Changes of the EQ-5D score from baseline to 8 weeks in the nab-PTX arm were 0.0009 and - 0.1229 in CR + PR and PD patients, respectively; the corresponding values for the Sb-PTX arm were - 0.0019 and - 0.1549. For both treatments, changes of the EQ-5D score from baseline at 8 weeks were significantly larger in patients with PD than in those with CR + PR. The median TtD was 3.9 and 2.2 months in patients with CR + PR and PD, respectively, for nab-PTX [hazard ratio (HR) = 0.595, 95% confidence interval (CI) 0.358-0.989]. For Sb-PTX, the corresponding values were 4.7 and 2.0 months (HR = 0.494, 95% CI 0.291-0.841).
Early tumor shrinkage was associated with maintained HRQOL in AGC patients on the second-line chemotherapy with taxanes.
本研究评估了在 ABSOLUTE 试验中,8 周时的早期肿瘤应答(先前报道为阳性预后预测因子)与晚期胃癌(AGC)患者的健康相关生活质量(HRQOL)之间的关联。
使用 EuroQol-5 维度(EQ-5D)效用指数评分评估具有完全缓解(CR)+部分缓解(PR)和 8 周时进展性疾病(PD)的患者的 HRQOL,以及 EQ-5D 评分的恶化时间(TtD),并与 0.05 的预设最小重要差异(MID)进行比较。在纳入的患者中,每周溶剂型紫杉醇(Sb-PTX)组和每周纳米白蛋白结合紫杉醇(nab-PTX)组分别有 143 例和 160 例可评估。

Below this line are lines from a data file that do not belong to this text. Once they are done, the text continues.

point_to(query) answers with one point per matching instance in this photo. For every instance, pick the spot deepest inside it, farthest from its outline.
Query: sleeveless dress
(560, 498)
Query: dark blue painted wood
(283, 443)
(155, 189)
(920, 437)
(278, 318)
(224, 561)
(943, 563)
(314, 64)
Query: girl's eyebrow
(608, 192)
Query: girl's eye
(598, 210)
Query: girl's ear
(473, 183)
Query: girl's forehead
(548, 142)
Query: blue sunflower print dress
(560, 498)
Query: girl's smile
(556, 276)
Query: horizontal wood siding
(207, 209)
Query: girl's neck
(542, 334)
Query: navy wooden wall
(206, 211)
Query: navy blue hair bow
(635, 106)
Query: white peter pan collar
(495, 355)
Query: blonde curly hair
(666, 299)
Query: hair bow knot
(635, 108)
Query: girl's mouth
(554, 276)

nab-PTX 组 CR+PR 和 PD 患者的 EQ-5D 评分从基线到 8 周的变化分别为 0.0009 和-0.1229,Sb-PTX 组的相应值分别为-0.0019 和-0.1549。对于两种治疗方法,从基线开始,8 周时 PD 患者的 EQ-5D 评分变化明显大于 CR+PR 患者。nab-PTX 治疗组 CR+PR 和 PD 患者的中位 TtD 分别为 3.9 和 2.2 个月(nab-PTX 风险比(HR)=0.595,95%置信区间(CI)0.358-0.989)。对于 Sb-PTX,相应的值分别为 4.7 和 2.0 个月(HR=0.494,95%CI 0.291-0.841)。
在接受紫杉醇二线化疗的 AGC 患者中,早期肿瘤缩小与 HRQOL 保持相关。